These symptoms take many forms. The most important feature is undue preoccupation with physical ill health despite well-founded reassurance.
Two thirds of the patients complain of pain. Common sites include the head, lower lumbar region, and the right iliac fossa. Descriptions of the pain are usually imprecise and the pain is said to occur in a diffuse area of the body.
Gastrointestinal symptoms are often present, including nausea, dysphagia, biliousness, regurgitation of acid, flatulence and abdominal pain.
Cardiovascular complaints include palpitations, left-sided chest pain, difficulty in breathing, worries about high blood pressure.
Other possible symptoms that might be present include worry about bladder function; complaints about appearance eg the shape of nose, ears or breasts; body odour and sweating.

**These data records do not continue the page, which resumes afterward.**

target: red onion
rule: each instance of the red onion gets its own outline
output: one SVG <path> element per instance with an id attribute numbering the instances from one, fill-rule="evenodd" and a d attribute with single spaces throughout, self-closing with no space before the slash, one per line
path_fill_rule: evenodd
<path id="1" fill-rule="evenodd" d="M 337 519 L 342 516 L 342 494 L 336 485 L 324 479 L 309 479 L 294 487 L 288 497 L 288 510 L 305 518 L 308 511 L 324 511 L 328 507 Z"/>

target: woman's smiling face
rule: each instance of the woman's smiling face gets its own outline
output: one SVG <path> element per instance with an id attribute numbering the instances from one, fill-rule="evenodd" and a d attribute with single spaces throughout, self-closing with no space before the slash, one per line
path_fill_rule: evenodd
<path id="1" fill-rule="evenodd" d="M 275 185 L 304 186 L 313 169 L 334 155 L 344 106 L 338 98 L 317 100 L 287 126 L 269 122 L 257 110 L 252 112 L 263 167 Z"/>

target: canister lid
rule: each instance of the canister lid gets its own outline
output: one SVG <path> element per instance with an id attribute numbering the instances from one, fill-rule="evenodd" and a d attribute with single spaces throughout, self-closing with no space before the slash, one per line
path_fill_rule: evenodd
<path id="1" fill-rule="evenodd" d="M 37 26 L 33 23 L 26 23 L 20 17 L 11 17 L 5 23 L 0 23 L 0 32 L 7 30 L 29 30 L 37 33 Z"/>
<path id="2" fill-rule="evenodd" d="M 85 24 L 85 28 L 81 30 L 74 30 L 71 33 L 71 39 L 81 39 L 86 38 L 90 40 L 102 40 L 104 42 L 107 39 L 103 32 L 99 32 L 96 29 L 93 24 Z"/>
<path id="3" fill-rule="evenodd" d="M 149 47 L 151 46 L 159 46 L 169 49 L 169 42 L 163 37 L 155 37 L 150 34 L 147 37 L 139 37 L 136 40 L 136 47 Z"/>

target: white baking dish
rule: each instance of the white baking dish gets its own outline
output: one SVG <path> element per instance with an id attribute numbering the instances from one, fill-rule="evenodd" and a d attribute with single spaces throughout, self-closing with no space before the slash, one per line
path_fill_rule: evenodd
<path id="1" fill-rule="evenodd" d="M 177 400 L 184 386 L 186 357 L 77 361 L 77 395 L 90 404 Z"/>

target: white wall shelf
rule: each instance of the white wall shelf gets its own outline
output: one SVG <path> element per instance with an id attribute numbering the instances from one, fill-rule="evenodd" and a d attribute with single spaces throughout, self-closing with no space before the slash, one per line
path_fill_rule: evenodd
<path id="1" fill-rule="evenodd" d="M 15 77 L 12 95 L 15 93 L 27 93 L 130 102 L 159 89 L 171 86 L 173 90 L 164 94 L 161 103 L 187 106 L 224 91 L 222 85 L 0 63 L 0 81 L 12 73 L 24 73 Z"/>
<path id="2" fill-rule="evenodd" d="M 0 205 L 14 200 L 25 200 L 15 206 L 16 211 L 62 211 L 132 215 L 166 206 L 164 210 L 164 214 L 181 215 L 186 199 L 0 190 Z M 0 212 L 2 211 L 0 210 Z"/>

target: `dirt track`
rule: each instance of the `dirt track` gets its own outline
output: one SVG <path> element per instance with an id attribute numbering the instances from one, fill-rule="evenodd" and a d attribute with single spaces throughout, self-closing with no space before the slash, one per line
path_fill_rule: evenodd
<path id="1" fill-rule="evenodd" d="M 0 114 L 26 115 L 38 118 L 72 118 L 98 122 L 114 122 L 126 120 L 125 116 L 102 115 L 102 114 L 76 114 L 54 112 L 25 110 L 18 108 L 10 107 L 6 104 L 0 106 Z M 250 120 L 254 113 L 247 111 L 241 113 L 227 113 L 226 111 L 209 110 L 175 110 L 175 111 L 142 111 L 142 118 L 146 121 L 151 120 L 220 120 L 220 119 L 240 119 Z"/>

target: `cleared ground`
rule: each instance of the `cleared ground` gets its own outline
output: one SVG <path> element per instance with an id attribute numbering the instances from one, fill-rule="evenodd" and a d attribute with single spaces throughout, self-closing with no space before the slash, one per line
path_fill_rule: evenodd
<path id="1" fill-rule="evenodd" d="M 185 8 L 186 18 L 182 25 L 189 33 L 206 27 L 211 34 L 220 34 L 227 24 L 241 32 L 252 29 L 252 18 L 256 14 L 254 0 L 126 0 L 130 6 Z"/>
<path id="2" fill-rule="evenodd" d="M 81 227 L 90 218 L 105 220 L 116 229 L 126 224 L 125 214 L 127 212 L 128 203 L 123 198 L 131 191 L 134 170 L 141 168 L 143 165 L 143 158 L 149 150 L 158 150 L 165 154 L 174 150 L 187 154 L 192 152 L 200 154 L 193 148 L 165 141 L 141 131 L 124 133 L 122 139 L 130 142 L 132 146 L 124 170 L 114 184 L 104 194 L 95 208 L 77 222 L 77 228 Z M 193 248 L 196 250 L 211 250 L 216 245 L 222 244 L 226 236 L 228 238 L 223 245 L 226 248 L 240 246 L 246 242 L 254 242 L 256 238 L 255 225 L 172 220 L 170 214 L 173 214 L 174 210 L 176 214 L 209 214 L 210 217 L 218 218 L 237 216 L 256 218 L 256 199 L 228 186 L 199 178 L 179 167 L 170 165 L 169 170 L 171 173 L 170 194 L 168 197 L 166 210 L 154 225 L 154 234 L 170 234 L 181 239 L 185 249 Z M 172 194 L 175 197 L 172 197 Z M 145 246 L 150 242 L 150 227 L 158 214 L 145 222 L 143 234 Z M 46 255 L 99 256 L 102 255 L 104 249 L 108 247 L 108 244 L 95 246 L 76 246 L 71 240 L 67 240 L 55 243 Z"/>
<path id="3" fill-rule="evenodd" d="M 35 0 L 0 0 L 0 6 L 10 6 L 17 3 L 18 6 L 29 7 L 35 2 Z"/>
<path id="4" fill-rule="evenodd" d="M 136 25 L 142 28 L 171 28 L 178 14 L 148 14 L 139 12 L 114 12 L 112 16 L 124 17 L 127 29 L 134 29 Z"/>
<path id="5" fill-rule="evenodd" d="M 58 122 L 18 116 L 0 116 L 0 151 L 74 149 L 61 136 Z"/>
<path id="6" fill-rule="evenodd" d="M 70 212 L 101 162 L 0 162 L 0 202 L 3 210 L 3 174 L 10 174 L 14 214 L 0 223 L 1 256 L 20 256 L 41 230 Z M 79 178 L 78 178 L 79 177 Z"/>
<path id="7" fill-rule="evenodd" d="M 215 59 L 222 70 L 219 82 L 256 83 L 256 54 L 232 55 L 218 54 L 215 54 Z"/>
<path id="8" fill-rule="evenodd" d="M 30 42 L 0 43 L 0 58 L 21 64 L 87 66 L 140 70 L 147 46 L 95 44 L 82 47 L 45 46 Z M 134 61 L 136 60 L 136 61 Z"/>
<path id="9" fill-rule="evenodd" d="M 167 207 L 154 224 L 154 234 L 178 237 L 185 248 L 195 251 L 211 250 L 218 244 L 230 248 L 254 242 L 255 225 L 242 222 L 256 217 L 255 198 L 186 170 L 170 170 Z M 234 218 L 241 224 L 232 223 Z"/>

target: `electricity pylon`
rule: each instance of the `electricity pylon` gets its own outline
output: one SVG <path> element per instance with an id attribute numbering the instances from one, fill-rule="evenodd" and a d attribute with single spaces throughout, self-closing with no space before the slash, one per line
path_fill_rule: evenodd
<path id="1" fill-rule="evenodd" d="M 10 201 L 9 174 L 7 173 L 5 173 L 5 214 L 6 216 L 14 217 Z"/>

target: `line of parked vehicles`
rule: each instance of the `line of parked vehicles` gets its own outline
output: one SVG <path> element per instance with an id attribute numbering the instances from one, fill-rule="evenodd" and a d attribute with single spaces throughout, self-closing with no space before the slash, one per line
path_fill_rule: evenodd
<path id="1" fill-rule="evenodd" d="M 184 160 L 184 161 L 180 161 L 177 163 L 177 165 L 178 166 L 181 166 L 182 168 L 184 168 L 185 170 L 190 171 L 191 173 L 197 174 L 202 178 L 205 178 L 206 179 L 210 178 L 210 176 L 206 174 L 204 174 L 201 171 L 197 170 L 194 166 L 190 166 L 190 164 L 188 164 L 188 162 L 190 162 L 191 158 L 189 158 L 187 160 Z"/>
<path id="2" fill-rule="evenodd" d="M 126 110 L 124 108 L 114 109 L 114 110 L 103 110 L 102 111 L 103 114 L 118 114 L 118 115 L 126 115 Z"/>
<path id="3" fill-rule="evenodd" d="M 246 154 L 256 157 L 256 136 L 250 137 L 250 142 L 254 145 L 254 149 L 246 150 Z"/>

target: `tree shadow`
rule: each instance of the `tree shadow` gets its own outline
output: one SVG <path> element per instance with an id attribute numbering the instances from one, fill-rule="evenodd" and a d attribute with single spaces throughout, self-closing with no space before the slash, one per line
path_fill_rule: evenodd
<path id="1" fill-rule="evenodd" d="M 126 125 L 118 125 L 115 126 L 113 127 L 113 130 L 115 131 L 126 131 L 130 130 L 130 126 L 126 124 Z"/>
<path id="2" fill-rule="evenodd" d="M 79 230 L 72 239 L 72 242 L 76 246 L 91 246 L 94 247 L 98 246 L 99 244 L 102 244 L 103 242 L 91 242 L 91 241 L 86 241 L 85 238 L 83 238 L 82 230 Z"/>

Barsky and Klermen (Overview: Hypochondriasis, Bodily Complaints and Somatic Styles; American Journal of Psychiatry 1983) stated four characteristics of the hypochondriacal patient:- - patients are more concerned with the authenticity, meaning, and aetiological significance of their symptoms than they are with the unpleasant physical sensations per se. - patients have an urgent fear of disease and the profound conviction that they are sick. - patients are absorbed in their suffering, their bodily sensations, and their physiological functions. - patients relentlessly and tenaciously seek medical care, solicit procedures and diagnostic tests, and have extensive histories of previous medical care.